A customised electric Renault is helping researchers in Brisbane understand the human-machine interface of automated cars and the challenges they will face on Australian roads.
In March, 70 motorists volunteered to test drive the country’s most advanced cooperative and automated research vehicle, ZOE2.
Accompanied by an expert driver, the volunteers provided data on how the automated driving system interacted with the person behind the wheel. The trial was interrupted by Brisbane’s recent snap lockdown, and will continue for two days this month.
ZOE2 is one of two research vehicles commissioned by the Queensland Department of Transport and Main Roads (TMR) Cooperative and Highly Automated Driving (CHAD) Pilot.
In 2019, the first vehicle (ZOE1) embarked on a three-month, 1200 km road trip around South East Queensland to investigate how the automation AI performed in a range of conditions.
CHAD pilot lead and Engineers Australia member Amit Trivedi told create the trials would help TMR and their CHAD research partners at the Queensland University of Technology (QUT) understand how long it will take for automated systems to hand back control to the driver, and what human factors will be at play during the transition to manual control.
TMR also plans to display ZOE2 at the ITS Asia Pacific Forum later this month, and in the regional town of Charleville in May.
From France to Brisbane
ZOE2 was built in France from a stripped-back ZOE electric car. It was kitted out with automated systems, LIDAR and a range of sensors and cameras. Each sensor package had to be tuned, calibrated and tested on a track before it was accepted. But during road trials in Brisbane, the CHAD team discovered some of the sensors were mounted too low for the hilly terrain, as they had been calibrated on flat roads.
This challenge is yet to be resolved, and a good example of the need to test automated cars in Australian conditions.
The researchers have full access to the car’s controller area network (CAN) bus, which is usually encrypted.
“This gives us access to all the data,” Trivedi said.
Aside from the colourful decals and discreetly mounted LIDAR on its roof, ZOE2 doesn’t look that different to an ordinary Renault ZOE hatch. This was the result of careful design.
“The designers paid specific attention to make sure it was what a future car on the road would look like,” Trevedi said.
As a cooperative automated vehicle, ZOE2 is connected to the 5GHz network, and communicates with nearby vehicles and infrastructure. On returning to Australia, the CHAD team also had to trouble-shoot issues with connectivity through local mobile providers.
Long road ahead
ZOE2 can operate at a range of automation levels — from full manual control (Level 0) to Level 4 conditional automation. In this mode, when the conditions for automation are met, the car will drive itself. If human intervention is needed and not available, the car will safely turn and park on the left-hand side of the road with its hazard lights on.

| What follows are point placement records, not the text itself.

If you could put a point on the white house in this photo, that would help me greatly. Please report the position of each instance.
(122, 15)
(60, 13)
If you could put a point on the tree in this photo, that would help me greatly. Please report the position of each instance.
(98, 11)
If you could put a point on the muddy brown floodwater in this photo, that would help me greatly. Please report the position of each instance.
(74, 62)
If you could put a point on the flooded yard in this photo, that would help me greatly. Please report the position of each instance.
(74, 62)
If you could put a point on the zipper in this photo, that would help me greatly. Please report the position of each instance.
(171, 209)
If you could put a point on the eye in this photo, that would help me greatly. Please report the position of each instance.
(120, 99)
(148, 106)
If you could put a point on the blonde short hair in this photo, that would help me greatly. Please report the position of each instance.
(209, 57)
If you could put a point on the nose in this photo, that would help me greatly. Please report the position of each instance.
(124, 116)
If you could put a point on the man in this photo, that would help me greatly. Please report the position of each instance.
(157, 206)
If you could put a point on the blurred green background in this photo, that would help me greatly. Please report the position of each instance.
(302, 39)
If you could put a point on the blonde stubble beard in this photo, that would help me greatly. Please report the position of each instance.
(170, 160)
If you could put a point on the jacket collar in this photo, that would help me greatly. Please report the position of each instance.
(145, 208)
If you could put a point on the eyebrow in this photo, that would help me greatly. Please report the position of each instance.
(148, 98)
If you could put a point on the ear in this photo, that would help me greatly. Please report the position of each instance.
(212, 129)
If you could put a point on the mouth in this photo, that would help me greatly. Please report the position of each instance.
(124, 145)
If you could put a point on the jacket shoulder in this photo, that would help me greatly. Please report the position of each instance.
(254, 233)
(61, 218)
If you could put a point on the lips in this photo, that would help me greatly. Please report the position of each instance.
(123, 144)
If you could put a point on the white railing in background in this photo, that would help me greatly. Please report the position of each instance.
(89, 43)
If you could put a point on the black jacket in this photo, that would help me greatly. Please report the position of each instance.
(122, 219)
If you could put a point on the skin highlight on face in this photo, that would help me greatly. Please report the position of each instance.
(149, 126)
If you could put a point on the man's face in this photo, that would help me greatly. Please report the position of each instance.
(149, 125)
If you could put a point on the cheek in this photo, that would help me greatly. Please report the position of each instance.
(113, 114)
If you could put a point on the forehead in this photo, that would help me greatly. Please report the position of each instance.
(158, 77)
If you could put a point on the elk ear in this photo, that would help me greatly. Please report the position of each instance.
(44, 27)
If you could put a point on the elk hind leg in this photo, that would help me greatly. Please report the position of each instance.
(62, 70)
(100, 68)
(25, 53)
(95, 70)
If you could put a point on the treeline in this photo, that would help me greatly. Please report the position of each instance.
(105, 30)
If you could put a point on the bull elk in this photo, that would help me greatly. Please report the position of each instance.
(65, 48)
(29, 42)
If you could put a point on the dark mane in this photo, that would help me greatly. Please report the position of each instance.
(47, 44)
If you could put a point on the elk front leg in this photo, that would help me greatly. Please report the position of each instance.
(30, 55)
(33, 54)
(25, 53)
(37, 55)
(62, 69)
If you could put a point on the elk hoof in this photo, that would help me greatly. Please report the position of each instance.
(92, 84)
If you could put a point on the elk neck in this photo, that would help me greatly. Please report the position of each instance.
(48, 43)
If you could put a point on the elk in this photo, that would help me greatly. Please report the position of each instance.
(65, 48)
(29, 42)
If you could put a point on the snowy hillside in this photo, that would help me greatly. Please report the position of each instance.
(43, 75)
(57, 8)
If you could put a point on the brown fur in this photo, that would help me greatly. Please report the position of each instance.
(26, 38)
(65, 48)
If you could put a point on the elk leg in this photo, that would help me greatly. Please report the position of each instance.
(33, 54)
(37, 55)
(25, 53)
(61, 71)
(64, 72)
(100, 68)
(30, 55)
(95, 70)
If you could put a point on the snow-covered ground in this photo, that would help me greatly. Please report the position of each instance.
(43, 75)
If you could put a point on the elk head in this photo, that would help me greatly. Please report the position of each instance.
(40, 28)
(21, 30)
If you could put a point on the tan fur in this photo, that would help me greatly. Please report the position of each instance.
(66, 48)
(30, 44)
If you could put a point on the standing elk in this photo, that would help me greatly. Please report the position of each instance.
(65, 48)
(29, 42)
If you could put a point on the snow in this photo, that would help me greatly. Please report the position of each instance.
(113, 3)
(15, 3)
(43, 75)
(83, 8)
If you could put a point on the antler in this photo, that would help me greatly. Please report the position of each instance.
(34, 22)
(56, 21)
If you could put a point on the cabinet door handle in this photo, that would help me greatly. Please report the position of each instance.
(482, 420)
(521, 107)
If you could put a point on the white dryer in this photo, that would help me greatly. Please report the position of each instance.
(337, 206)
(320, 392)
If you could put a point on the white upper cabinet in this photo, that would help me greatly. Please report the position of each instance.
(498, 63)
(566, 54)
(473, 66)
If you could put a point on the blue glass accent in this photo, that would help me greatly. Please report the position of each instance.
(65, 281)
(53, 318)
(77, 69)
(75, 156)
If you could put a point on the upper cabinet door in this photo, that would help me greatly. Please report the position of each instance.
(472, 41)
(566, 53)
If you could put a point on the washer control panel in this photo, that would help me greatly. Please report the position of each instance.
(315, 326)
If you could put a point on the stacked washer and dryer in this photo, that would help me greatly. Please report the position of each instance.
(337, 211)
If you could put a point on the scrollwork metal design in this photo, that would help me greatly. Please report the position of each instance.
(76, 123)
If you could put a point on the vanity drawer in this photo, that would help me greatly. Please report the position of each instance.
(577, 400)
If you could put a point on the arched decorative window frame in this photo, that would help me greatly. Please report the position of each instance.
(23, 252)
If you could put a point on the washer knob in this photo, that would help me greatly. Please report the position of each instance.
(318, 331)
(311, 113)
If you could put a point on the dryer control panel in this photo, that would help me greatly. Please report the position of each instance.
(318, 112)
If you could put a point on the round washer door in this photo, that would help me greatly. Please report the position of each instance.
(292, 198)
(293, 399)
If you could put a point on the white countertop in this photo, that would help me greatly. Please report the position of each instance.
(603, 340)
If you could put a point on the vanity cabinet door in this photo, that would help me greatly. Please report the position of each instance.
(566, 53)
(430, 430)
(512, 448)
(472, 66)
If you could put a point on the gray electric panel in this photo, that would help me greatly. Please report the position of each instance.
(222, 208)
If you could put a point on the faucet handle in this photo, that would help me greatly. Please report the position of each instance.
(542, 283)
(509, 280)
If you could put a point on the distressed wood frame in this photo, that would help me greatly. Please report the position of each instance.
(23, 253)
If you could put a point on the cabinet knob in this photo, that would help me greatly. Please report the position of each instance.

It can also self-drive in cooperative, or “horse” mode, which prompts humans to confirm actions on a screen when visibility is limited.
Trivedi described full automation (Level 5), as a “couch on wheels” that would take you wherever you want, whenever you want. But this is still a long way from becoming reality.
According to CHAD team member and acting Director of the QUT Centre for Robotics Professor Michael Milford, the date when fully automated cars will grace our roads is a “trillion dollar question”.
While Level 2 automated vehicles (such as Teslas) are already out there, both Trivedi and Milford said they are unlikely to make up a large percentage of private transport in the short term. And while ZOE2 has demonstrated Level 4 automation up to 50km/h in research trials, Trivedi said there was still a lot of work needed before this level of automation will be accepted by passenger vehicle regulators.
Milford said there were two major challenges to the adoption of automated car technology: achieving perfect, or near perfect, performance (likely better than humans), and justifying the expense of the research and development effort with a big payoff.
“Both need to be solved, one can’t really compensate for the other,” Milford said.
Factors such as data sharing, privacy, public trust and the ethics of algorithms will also play a part in the future development of automated vehicles. In spite of the obstacles, Milford emphasised the need to persevere.
“We need to make sure to realise the potential benefits of these exciting technologies for those who couldn’t otherwise drive, for those with limited access to other forms of transport, and as a tool by which to improve transport outcomes for everyone,” he said.